2015 Film Reviews

Review: Guy Maddin’s ‘The Forbidden Room’

the-forbidden-room-five

Guy Maddin is a director interested in pushing the boundaries of film making, but not by embracing the technology of future or leaping forward into IMAX Digital Projection and 3D. Instead, he believes in using the tools of the past, using them to play with form and narrative to create truly unique visions, which make his films easily recognizable. With Maddin’s latest, a nesting-doll of a film called The Forbidden Room, he pushes into his most ambitious grounds yet, bringing us on a journey through dreams, folk tales, memoirs and stories from a variety of characters, ranging from the crew of a doomed submarine to a Jekyl-and-Hyde-style obsessive, and almost everything in between.

Describing Maddin films is much akin to describing a dream you had the night before. It’s all fleeting, illusory moments melding into each other, full of gripping images, but with only a haunting sense of raw emotion lingering in the foreground. The Forbidden Room may very well be his most dreamlike, with storylines bobbing and weaving into each other (with a flimsy connection linking them), characters zipping through time and space with abandon. The film makes for an exhilarating experience, as you never quite know where you are at any moment, or where you might end up the next. Will we be joining the woodsman as he tries to free the beautiful kidnapped girl? Are we checking back in with the men in the explosive submarine? Is it time for a musical number about derrieres starring Udo Kier? All this occurs in just the first 30 minutes, the first level of the wild rabbit hole that is Maddin’s latest endeavor.

the-forbidden-room-two

In an age where technology is pushing cinema into a bold new realm, garland must be offered to any director who blazes their own trail, especially one who has the courage to forego modern niceties and utilize classic techniques. The Forbidden Room is a film out of time, utilizing cameras, lights, and even Foley techniques that bleed in from another era, with the acting heightened and purposely melodramatic, and even the makeup expressive and vibrant, techniques torn from the past. From scene to scene, The Forbidden Room seems to have more in common with opera than any of the films playing at the surrounding screens, with much of the action playing to the back of the auditorium. Many of the actors and actresses seem like they were pulled straight out of a film by Carl Theodor Dreyer or F.W. Murnau, and one would hardly be surprised to see Lillian Gish or Renee Falconetti walk on to screen at any moment. The sets are simple, and in the wrong hands, the whole of it would come off as silly (and, at times, it falls into that camp).

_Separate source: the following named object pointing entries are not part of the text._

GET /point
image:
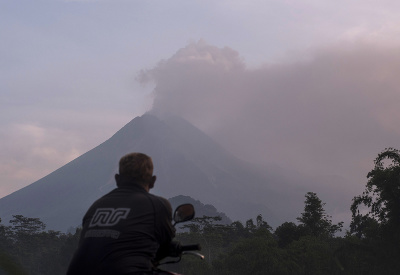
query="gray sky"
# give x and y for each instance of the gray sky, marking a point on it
(308, 85)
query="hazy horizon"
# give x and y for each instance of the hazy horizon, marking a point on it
(309, 86)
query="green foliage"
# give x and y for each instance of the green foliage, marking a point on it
(314, 219)
(25, 248)
(371, 247)
(381, 200)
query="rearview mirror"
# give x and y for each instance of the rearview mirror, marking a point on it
(183, 213)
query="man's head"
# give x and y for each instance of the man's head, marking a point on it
(136, 167)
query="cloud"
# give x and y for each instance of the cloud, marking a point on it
(331, 114)
(30, 148)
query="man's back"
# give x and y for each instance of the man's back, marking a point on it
(122, 233)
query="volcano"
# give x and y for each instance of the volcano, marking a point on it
(186, 161)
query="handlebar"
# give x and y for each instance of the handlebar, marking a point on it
(190, 247)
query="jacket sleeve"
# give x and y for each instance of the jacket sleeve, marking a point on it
(165, 231)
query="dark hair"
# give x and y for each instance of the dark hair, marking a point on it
(136, 166)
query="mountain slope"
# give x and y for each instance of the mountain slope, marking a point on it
(187, 162)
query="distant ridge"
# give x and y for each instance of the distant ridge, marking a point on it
(187, 162)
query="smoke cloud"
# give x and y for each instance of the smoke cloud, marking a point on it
(329, 115)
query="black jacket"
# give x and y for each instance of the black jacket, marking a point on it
(123, 232)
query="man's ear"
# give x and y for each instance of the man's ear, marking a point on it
(152, 181)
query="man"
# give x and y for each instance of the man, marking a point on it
(128, 229)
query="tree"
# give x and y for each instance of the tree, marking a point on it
(287, 233)
(381, 199)
(314, 219)
(21, 224)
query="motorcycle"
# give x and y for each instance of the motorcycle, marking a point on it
(183, 213)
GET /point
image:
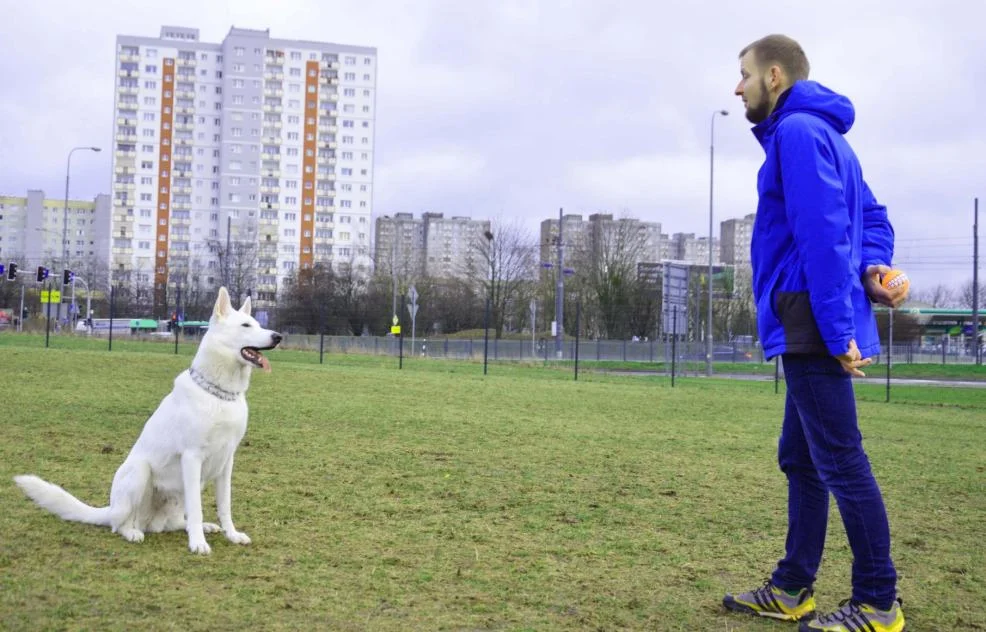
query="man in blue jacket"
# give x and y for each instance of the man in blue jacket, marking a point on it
(821, 241)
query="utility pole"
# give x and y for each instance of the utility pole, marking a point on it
(975, 283)
(560, 295)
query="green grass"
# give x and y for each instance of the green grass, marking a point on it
(437, 498)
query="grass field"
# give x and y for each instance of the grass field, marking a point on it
(436, 498)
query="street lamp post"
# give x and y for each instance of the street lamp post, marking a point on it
(708, 325)
(489, 297)
(68, 168)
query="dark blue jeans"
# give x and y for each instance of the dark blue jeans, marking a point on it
(821, 451)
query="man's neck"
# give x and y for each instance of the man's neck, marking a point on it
(781, 98)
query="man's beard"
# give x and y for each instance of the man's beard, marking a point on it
(759, 112)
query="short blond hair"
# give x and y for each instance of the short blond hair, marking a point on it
(780, 50)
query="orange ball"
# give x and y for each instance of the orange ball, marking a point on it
(895, 279)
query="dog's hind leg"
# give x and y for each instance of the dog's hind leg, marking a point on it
(224, 493)
(191, 474)
(130, 500)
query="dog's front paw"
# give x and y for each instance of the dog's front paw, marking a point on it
(132, 535)
(237, 537)
(199, 545)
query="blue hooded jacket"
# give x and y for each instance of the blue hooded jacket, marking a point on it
(818, 226)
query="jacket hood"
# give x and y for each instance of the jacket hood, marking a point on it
(813, 98)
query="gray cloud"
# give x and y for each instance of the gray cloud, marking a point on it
(519, 108)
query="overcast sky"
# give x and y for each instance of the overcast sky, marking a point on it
(517, 108)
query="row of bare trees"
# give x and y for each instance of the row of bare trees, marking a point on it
(615, 301)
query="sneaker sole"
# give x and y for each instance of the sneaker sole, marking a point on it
(735, 606)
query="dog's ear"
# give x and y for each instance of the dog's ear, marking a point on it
(223, 307)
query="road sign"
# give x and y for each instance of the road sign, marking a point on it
(55, 296)
(674, 297)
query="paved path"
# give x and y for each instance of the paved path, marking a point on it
(871, 379)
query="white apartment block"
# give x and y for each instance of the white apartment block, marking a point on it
(260, 143)
(736, 237)
(432, 246)
(34, 231)
(686, 247)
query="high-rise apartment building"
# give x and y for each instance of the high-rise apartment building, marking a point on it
(433, 245)
(251, 158)
(686, 247)
(736, 236)
(36, 230)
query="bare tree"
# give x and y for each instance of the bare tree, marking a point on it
(938, 296)
(965, 295)
(624, 307)
(505, 262)
(237, 264)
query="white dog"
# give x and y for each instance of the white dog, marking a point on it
(188, 441)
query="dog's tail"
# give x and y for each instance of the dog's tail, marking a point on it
(60, 502)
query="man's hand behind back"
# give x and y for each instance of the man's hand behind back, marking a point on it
(852, 360)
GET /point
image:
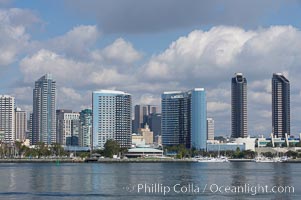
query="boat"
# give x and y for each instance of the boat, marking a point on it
(212, 159)
(262, 159)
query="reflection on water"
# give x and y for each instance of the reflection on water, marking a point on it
(110, 181)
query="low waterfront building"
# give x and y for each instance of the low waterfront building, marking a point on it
(277, 142)
(234, 143)
(215, 147)
(137, 140)
(144, 152)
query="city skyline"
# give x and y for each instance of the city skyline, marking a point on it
(149, 109)
(88, 51)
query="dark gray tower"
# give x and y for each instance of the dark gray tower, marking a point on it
(43, 116)
(239, 106)
(280, 105)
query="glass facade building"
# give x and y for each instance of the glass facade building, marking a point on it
(44, 113)
(239, 124)
(85, 131)
(7, 118)
(280, 105)
(184, 118)
(111, 118)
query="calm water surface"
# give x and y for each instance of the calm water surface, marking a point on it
(147, 180)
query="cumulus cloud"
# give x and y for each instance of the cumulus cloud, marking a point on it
(217, 106)
(76, 42)
(135, 16)
(210, 58)
(121, 51)
(206, 59)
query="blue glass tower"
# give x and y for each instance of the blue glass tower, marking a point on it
(184, 119)
(111, 118)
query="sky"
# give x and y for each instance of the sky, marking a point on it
(148, 47)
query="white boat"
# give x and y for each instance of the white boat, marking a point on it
(211, 159)
(263, 159)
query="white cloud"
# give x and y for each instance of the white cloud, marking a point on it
(217, 106)
(76, 42)
(206, 59)
(121, 51)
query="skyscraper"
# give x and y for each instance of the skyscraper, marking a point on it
(111, 118)
(239, 106)
(184, 118)
(67, 127)
(85, 131)
(44, 104)
(20, 124)
(140, 111)
(210, 129)
(280, 105)
(142, 114)
(7, 118)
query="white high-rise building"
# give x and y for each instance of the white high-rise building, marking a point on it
(20, 124)
(67, 127)
(111, 118)
(7, 118)
(85, 131)
(210, 129)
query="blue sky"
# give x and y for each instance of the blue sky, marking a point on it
(147, 47)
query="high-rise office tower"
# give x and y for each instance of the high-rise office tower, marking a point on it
(239, 106)
(280, 105)
(44, 104)
(184, 118)
(111, 118)
(85, 131)
(142, 114)
(20, 124)
(67, 127)
(210, 129)
(29, 128)
(7, 118)
(154, 122)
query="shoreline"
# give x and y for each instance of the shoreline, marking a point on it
(113, 160)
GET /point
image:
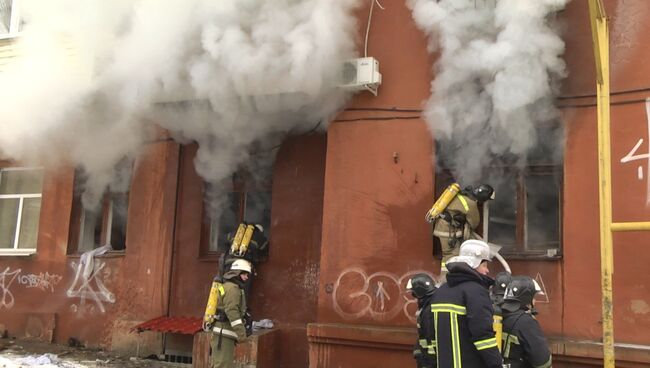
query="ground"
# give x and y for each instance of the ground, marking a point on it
(26, 353)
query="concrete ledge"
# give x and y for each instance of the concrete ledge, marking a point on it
(399, 338)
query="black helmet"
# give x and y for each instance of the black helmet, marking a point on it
(520, 293)
(421, 285)
(483, 193)
(501, 282)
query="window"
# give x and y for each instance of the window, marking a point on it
(99, 224)
(243, 201)
(20, 209)
(525, 217)
(10, 23)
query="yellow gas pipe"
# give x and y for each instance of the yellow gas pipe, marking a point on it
(600, 35)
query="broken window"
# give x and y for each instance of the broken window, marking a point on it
(246, 200)
(525, 217)
(20, 209)
(102, 223)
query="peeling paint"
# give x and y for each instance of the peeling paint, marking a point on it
(639, 306)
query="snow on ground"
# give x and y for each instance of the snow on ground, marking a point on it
(24, 353)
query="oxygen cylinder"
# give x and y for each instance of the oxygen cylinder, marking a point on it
(236, 242)
(248, 235)
(447, 196)
(211, 307)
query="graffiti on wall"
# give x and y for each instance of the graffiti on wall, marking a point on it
(7, 278)
(380, 296)
(89, 287)
(633, 156)
(43, 281)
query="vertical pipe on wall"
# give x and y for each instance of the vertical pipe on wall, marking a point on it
(600, 33)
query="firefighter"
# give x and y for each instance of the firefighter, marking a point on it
(524, 344)
(463, 313)
(459, 220)
(422, 287)
(229, 327)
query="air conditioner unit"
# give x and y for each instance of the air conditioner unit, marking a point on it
(361, 74)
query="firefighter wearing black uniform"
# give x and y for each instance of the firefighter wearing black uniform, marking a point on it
(524, 344)
(422, 287)
(463, 314)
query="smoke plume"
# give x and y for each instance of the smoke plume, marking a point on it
(495, 79)
(94, 75)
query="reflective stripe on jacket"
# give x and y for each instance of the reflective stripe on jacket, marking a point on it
(426, 333)
(463, 316)
(233, 305)
(524, 344)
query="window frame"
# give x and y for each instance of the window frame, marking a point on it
(15, 251)
(242, 185)
(14, 22)
(77, 220)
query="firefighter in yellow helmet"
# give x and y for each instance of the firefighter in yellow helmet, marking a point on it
(229, 327)
(459, 221)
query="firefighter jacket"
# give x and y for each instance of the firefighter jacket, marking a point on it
(524, 344)
(467, 208)
(424, 351)
(463, 316)
(231, 309)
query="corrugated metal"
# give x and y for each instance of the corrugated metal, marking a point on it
(181, 325)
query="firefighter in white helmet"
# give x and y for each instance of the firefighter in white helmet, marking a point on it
(230, 325)
(463, 313)
(524, 344)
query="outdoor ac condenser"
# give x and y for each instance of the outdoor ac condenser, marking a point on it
(361, 74)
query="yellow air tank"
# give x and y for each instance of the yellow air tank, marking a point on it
(236, 242)
(248, 235)
(497, 326)
(447, 196)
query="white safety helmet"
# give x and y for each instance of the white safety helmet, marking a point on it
(473, 252)
(241, 265)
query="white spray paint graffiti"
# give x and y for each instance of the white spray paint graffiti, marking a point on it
(82, 288)
(633, 156)
(44, 281)
(7, 277)
(380, 296)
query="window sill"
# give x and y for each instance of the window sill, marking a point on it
(17, 252)
(110, 254)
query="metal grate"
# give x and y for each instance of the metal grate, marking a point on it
(180, 359)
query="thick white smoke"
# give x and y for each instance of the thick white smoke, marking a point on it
(92, 74)
(495, 80)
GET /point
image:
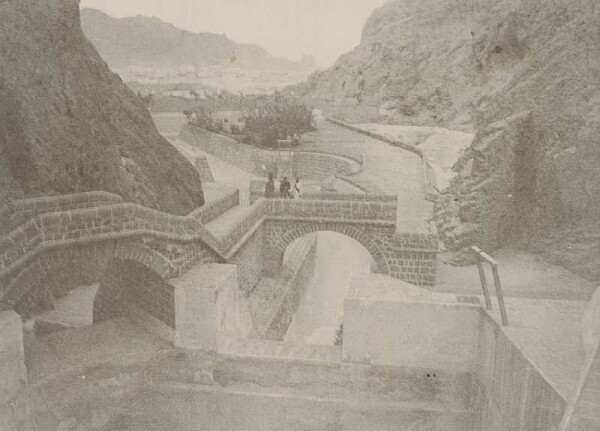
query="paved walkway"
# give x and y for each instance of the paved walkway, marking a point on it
(223, 224)
(112, 343)
(386, 169)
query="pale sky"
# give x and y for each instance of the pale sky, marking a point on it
(286, 28)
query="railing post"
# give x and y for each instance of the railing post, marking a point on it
(499, 295)
(481, 256)
(484, 287)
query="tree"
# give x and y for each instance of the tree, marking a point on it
(270, 119)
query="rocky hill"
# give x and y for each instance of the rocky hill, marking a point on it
(67, 123)
(521, 74)
(150, 42)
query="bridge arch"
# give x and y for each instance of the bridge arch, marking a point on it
(275, 252)
(57, 271)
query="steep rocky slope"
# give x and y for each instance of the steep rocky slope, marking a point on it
(524, 76)
(150, 42)
(67, 123)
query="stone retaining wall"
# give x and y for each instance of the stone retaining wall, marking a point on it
(259, 162)
(300, 267)
(517, 397)
(257, 191)
(18, 212)
(212, 210)
(428, 173)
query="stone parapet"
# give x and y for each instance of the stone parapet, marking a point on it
(314, 165)
(18, 212)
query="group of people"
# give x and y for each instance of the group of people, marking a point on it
(287, 190)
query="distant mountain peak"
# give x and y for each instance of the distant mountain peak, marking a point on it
(150, 42)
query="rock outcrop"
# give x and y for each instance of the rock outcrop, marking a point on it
(524, 76)
(68, 124)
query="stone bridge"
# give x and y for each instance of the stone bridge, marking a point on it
(53, 244)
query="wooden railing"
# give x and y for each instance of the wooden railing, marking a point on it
(481, 258)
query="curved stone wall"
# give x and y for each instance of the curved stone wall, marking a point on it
(309, 165)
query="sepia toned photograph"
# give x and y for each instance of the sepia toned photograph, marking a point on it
(299, 215)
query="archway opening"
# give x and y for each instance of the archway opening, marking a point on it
(97, 310)
(319, 314)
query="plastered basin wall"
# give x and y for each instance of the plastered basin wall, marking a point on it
(389, 322)
(515, 394)
(209, 308)
(13, 375)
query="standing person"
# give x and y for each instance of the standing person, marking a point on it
(270, 187)
(297, 191)
(284, 188)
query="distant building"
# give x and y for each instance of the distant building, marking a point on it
(231, 121)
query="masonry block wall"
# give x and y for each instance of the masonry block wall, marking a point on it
(13, 375)
(299, 268)
(18, 212)
(259, 162)
(250, 261)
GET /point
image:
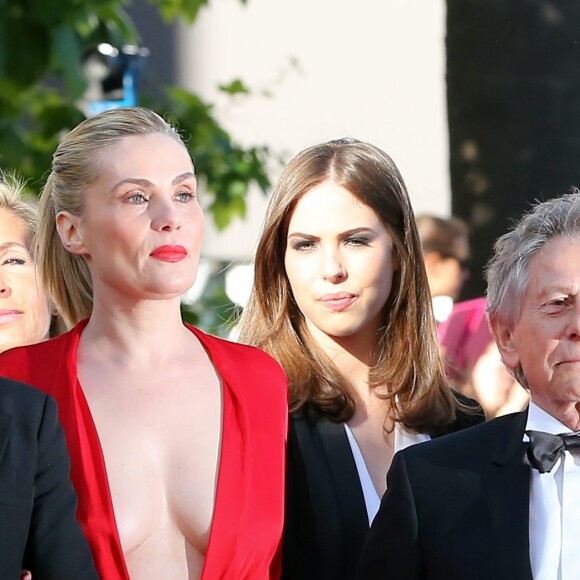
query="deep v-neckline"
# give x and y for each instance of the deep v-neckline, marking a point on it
(99, 456)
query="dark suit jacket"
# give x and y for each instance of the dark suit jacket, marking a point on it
(38, 529)
(455, 508)
(326, 519)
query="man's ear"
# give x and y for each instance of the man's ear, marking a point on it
(503, 336)
(67, 226)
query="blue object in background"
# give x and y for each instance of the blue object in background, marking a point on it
(113, 76)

Maddin knows this terrain, however, and along with his co-director Evan Johnson (and editor John Gurdebeke), he crafts the piece with startling images and jarring cuts to keep the action riveting, with the audience forever on their toes.

Phantasmagoric and heady, The Forbidden Room is a film torn from the past, as Guy Maddin journeys even further into his own imagination, drawing out an original and enthralling journey through a kaleidoscope of different locales, time periods and genres. With Kino Lorber handling distribution, this could be the most visible of Maddin’s films yet, and it’s a delight to know that audiences at large are getting Maddin at his most delirious and unique, with a cinematic experience that truly could not have come from any other director.